Bazı hastalarda mani evresinde olmayan sesler duymak, görüntüler görmek
gibi geçici semptomlar da olabilir. Mani döneminde aşırı heyecan dolayısıyla
düşüncesizce hareket ederek kendi kendilerini bile öldürebilirler.
Depresif
döneme girdiklerinde ise ; öz saygıları çok düşmüştür. Evden çıkmak istemezler,
sürekli uyumak, hiç hareket etmek istemezler yaşam istekleri çok azalmıştır. Öz
bakımları azalmıştır. Banyo yapmaz, üst başlarına dikkat etmezler. İşe gitmek istemedikleri için işlerini
kaybedebilirler ya da yeterince verimli olamazlar. Bu dönemde düşünce hızı
azalmış, mutsuz, suçluluk duygusu içinde az konuşan, az yiyen, sürekli uyuyan
kişilere dönüşürler. Bu dönemde intihar girişimleri olabilir. Hayattan
beklentileri kalmamıştır ve çok büyük acı içindedirler.
Psikiyatri
servisleri ve kliniklerinde ilaçla ve EKT gibi yöntemlerle tedavi
edilmektedirler. Bipolar bozukluk kronik bir bozukluktur ve ömür boyu
psikiyatri kontrolü gerektirmektedir.
Ben burada homeopati ile tedavisine örnek bir vaka sunmak istiyorum.
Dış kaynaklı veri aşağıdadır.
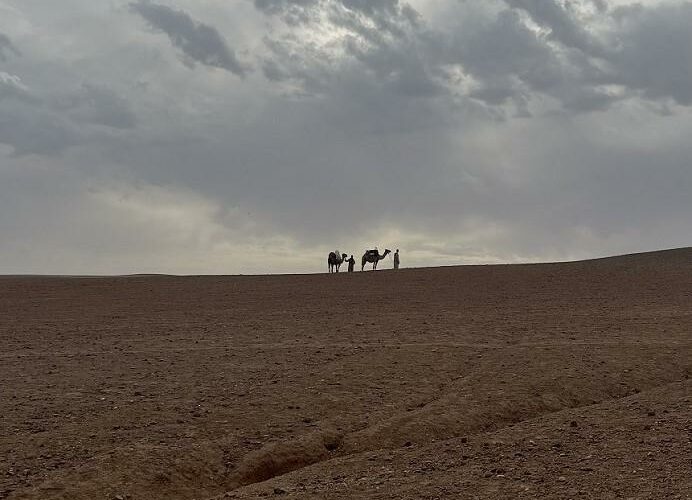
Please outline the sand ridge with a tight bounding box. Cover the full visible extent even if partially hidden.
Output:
[0,249,692,499]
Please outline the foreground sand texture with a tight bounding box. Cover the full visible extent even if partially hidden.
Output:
[0,249,692,500]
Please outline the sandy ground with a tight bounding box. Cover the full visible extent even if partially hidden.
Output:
[0,249,692,500]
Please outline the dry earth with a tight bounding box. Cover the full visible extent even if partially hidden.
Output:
[0,249,692,500]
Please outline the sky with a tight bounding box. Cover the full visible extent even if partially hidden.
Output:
[0,0,692,274]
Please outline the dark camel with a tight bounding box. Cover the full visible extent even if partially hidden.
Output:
[360,248,392,271]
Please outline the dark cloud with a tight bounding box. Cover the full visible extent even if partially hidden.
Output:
[505,0,608,57]
[0,33,19,61]
[130,0,247,76]
[0,0,692,272]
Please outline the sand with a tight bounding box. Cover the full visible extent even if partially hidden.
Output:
[0,249,692,500]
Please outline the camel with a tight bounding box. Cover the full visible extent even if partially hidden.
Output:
[360,248,392,271]
[327,250,348,273]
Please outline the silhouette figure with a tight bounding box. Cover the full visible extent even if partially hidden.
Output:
[327,250,348,273]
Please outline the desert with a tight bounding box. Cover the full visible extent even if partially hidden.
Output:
[0,249,692,500]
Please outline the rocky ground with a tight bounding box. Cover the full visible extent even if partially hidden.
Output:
[0,249,692,500]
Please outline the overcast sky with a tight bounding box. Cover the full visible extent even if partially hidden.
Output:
[0,0,692,274]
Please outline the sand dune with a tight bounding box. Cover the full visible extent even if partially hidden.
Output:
[0,249,692,499]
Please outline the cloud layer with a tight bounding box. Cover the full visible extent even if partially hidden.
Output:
[0,0,692,273]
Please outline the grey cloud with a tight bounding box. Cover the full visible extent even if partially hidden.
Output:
[0,108,79,156]
[0,33,19,61]
[505,0,608,56]
[611,2,692,106]
[60,84,137,130]
[130,0,247,76]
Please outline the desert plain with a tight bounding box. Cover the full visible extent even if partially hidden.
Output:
[0,249,692,500]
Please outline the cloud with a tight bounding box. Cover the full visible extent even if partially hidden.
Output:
[60,83,137,130]
[0,33,19,61]
[0,0,692,273]
[130,0,248,77]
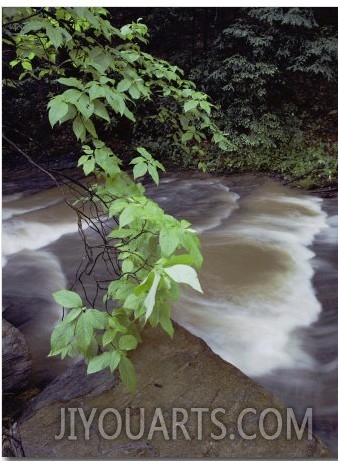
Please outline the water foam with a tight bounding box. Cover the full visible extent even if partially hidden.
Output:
[173,179,327,376]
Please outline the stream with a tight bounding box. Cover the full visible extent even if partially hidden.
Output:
[2,170,338,455]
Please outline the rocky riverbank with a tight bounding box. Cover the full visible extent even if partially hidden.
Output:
[3,325,330,458]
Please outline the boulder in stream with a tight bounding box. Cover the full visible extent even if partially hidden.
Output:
[17,325,330,458]
[2,319,32,394]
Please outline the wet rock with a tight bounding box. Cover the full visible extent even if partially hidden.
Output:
[18,326,330,458]
[2,319,32,394]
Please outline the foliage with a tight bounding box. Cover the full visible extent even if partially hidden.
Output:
[186,8,338,181]
[3,7,228,389]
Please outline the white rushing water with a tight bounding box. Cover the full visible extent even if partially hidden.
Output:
[2,175,338,451]
[2,174,327,376]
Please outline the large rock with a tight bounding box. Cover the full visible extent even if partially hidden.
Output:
[18,326,330,458]
[2,319,32,394]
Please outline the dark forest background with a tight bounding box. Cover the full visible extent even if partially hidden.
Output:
[3,7,338,188]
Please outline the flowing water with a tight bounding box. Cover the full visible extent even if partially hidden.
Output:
[2,175,338,452]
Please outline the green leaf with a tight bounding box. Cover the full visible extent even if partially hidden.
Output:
[50,322,75,354]
[63,307,82,323]
[133,159,148,179]
[117,78,133,93]
[200,101,211,115]
[119,335,137,351]
[88,84,106,101]
[119,204,139,227]
[75,311,94,350]
[87,352,110,374]
[159,303,174,338]
[85,309,108,329]
[181,131,194,142]
[57,77,83,90]
[83,118,97,138]
[128,85,141,99]
[73,115,86,141]
[21,61,33,70]
[136,147,153,161]
[183,99,199,112]
[159,227,179,256]
[163,264,203,293]
[53,290,82,309]
[94,100,110,122]
[62,88,83,106]
[148,164,160,186]
[144,272,161,320]
[119,356,136,392]
[76,94,94,119]
[48,98,68,128]
[45,23,63,49]
[83,157,95,176]
[109,351,121,372]
[102,330,116,347]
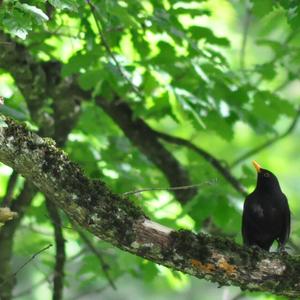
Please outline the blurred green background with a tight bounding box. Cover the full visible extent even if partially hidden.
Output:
[0,0,300,300]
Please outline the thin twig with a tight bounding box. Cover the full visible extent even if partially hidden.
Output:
[1,171,19,207]
[0,244,52,287]
[86,0,143,98]
[155,131,247,196]
[230,108,300,168]
[123,178,218,196]
[73,223,117,290]
[46,199,66,300]
[13,275,51,299]
[231,292,245,300]
[240,7,251,70]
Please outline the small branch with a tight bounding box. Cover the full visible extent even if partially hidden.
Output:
[123,178,217,196]
[0,244,52,287]
[0,116,300,297]
[230,108,300,168]
[155,131,247,196]
[46,199,66,300]
[96,97,197,204]
[12,275,50,299]
[1,171,19,207]
[240,7,251,70]
[74,224,117,290]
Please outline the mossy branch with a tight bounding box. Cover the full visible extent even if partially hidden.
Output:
[0,117,300,297]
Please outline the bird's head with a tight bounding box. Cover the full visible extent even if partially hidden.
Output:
[252,160,280,191]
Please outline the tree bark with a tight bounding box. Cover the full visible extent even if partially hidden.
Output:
[0,117,300,297]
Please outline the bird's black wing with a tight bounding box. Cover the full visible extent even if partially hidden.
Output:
[242,195,251,246]
[279,194,291,247]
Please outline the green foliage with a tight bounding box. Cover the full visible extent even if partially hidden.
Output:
[0,0,300,299]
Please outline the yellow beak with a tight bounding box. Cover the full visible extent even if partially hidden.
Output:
[252,160,261,173]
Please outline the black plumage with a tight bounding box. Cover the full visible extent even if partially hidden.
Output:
[242,161,291,251]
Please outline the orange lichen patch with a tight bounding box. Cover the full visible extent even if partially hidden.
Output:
[0,207,18,226]
[191,259,216,273]
[218,258,236,275]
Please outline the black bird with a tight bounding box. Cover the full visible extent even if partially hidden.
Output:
[242,160,291,251]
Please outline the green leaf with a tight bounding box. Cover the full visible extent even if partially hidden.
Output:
[49,0,80,11]
[251,0,274,18]
[189,26,230,47]
[78,69,105,91]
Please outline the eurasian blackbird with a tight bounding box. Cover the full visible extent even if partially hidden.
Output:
[242,160,291,251]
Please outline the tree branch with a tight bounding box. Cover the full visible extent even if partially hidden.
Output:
[230,108,300,168]
[96,97,197,203]
[0,118,300,297]
[154,131,247,196]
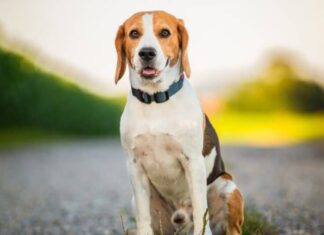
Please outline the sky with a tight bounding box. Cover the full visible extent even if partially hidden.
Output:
[0,0,324,94]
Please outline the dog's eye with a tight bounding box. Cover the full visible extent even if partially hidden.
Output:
[160,29,171,38]
[129,29,140,38]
Homeopati zihinsel, duygusal ve fiziksel alanda çok iyi çalıştığından
bipolarite tedavisinde de çok işe yaramaktadır. İntihar girişimi riski çok
yüksek hastalar olduğundan psikiyatrik ilaçlarını kesmeyi önermiyorum.
Psikiyatrik ilaçlarla birlikte homeopati kullanılabilir ve başarılı da olur.
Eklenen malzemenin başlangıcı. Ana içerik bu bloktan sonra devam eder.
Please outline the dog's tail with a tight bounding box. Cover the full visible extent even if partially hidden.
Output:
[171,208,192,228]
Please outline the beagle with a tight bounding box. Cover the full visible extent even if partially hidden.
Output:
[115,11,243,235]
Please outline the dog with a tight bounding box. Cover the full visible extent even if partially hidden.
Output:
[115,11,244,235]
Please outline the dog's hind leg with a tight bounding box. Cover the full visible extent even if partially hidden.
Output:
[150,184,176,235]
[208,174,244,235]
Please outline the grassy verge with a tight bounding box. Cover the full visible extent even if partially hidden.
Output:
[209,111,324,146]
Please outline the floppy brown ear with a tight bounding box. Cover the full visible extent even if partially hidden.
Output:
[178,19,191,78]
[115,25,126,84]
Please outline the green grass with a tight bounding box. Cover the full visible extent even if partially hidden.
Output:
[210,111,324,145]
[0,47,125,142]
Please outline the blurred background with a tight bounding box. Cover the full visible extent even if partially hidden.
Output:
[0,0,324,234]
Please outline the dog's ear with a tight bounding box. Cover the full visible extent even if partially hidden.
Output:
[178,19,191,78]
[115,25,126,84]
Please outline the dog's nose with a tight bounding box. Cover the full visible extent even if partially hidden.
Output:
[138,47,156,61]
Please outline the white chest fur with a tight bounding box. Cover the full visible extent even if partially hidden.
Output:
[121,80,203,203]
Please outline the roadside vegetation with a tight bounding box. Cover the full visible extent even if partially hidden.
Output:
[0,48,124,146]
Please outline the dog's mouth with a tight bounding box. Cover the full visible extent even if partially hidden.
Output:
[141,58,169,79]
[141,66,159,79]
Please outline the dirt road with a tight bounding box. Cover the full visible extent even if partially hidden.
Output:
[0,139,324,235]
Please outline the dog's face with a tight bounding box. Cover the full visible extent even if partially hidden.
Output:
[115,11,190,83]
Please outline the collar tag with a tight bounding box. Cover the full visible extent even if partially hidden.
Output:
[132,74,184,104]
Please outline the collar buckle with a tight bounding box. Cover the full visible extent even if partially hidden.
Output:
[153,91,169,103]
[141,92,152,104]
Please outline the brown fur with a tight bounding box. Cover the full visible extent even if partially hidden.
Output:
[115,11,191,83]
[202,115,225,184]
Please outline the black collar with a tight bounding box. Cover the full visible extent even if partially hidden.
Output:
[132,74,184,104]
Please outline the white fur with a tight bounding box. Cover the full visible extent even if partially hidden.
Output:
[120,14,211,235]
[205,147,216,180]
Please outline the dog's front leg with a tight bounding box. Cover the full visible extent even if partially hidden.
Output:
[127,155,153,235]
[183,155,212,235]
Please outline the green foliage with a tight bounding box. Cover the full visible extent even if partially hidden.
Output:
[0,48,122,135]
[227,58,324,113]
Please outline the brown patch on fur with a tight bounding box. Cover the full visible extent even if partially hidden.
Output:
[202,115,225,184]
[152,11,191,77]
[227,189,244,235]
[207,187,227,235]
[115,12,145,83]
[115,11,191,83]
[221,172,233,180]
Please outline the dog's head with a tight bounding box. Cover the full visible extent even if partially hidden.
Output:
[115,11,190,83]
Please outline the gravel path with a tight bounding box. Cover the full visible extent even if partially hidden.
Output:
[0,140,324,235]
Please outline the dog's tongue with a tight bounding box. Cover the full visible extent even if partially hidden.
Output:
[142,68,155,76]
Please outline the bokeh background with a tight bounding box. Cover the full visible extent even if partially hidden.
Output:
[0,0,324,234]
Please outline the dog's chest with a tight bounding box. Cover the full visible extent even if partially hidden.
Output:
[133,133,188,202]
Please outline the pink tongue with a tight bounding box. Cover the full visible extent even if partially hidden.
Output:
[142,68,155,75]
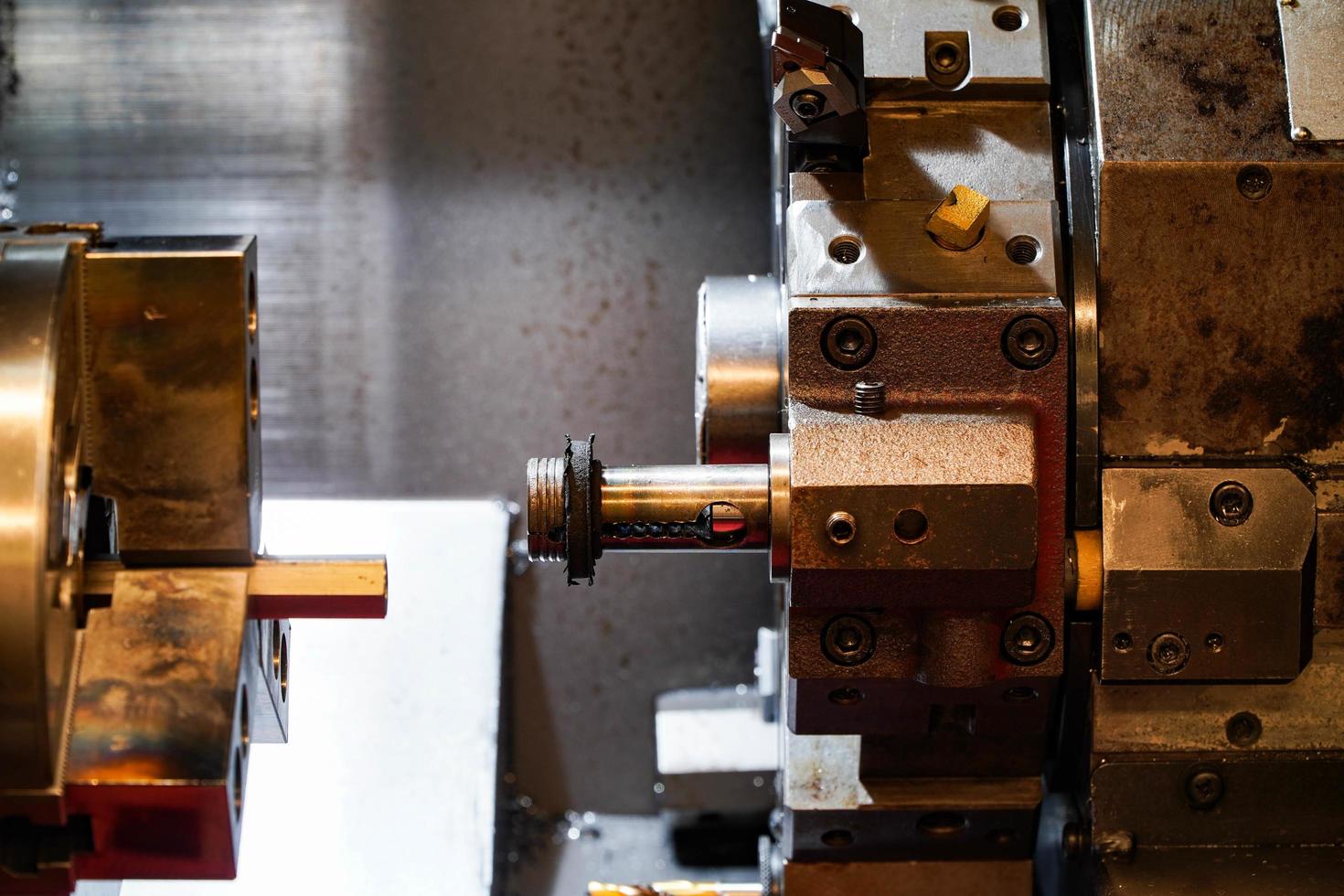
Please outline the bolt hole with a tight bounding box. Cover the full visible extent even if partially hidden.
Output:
[1226,712,1264,747]
[1236,165,1275,203]
[247,357,261,430]
[247,272,257,343]
[993,6,1027,31]
[929,40,961,75]
[280,635,289,702]
[821,317,878,371]
[915,811,966,837]
[895,507,929,544]
[821,827,853,848]
[827,688,863,707]
[234,747,243,821]
[1004,234,1040,264]
[827,510,856,544]
[830,237,863,264]
[238,685,251,756]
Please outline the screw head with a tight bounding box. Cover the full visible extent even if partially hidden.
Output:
[789,90,827,121]
[1236,165,1275,201]
[1003,317,1058,371]
[821,613,878,667]
[827,510,859,544]
[1147,632,1189,676]
[1209,481,1254,525]
[1003,613,1055,667]
[1186,768,1223,811]
[1224,712,1264,747]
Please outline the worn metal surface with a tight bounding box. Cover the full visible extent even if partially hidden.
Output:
[787,195,1058,298]
[1087,0,1344,161]
[66,570,252,880]
[789,401,1038,607]
[1093,630,1344,755]
[1312,480,1344,629]
[846,0,1050,95]
[1278,0,1344,140]
[1090,751,1344,848]
[1097,847,1344,896]
[80,237,261,564]
[1101,467,1316,681]
[1090,0,1344,464]
[0,0,770,811]
[865,101,1055,201]
[784,861,1032,896]
[1098,161,1344,464]
[695,274,784,464]
[0,240,82,791]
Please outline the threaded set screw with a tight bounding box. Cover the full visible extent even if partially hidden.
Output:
[853,383,887,416]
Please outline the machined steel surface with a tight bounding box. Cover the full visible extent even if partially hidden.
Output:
[1101,467,1315,681]
[695,274,784,464]
[846,0,1050,95]
[1278,0,1344,141]
[787,195,1058,297]
[863,98,1055,201]
[1093,630,1344,755]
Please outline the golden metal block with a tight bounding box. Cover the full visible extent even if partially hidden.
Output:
[85,558,387,619]
[83,237,261,566]
[924,184,989,251]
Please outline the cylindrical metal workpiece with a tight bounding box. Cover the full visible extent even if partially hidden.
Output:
[527,437,789,583]
[598,464,770,550]
[695,275,783,464]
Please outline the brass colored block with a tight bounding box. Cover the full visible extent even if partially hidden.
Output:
[83,237,261,566]
[924,184,989,250]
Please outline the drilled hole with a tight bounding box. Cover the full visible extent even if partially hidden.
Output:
[929,40,961,75]
[234,747,243,821]
[280,635,289,702]
[827,510,856,544]
[895,507,929,544]
[1004,234,1040,264]
[238,685,251,756]
[821,827,853,848]
[827,688,863,707]
[830,237,863,264]
[247,272,257,343]
[247,357,261,429]
[1236,165,1275,201]
[993,6,1027,31]
[915,811,966,837]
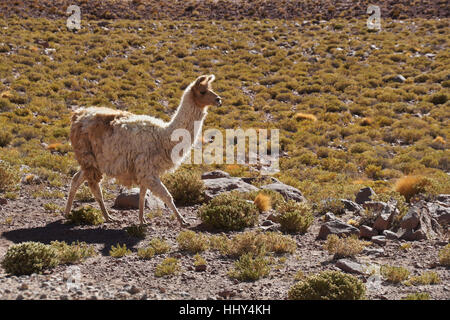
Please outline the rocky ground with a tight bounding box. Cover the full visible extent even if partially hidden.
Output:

Ancak hastanın iyilik halinden emin olunduktan sonra hastanın ilaçları
azaltılarak kesilebilir belki.
Homeopatide
tedavi hastaya özel verilir. Hastalığın ismine göre tedavi başlanmaz. Hastanın
tüm bulguları, psikiyatrik, fiziksel bulguları ve gündelik yaşam alışkanlıkları
göz önüne alınarak tedavi başlanır. Şimdi anlatacağım hasta 30 yaşında erkek hasta
. Üniversite mezunu 15 yıldır tedavi alıyor ve hastalığının tüm ayrıntılarını
biliyor. Bana geldiğinde büyük bir keder ve acı hissettiğini bu acının onun
yaşamasına engel olduğunu çok mutsuz olduğunu söyledi. Doktor doktor gezmekten
sıkıldığını, aldığı ilaçların hiç faydası olmadığını söyledi. Ben aslında hep cami hocası olmak istemiştim
ama -ailem doktor olmamı istediği için - doktor oldum dedi. Sürekli yıkık dökük
harabelerde ve mezarlıklarda dolaşıyor; oraların fotoğrafını çekmekten keyif
alıyor. Kış günü bile pencere açık
uyuyor sıcaktan hiç hoşlanmıyor. Suyu dolaptan buz gibi içmeyi seviyor.
Geceleri geç uyuyor, geceleri aynalara bakmaktan nefret ediyor. Kimseye hayır
diyemiyor ancak çok öfkeli. Çok küçük şeylere bile öfkeleniyor. Hasta özgüveninin düşük olduğunu söyledi ancak oturuş şekli bu dünyada daha fazla yer kaplamalıyım diyordu.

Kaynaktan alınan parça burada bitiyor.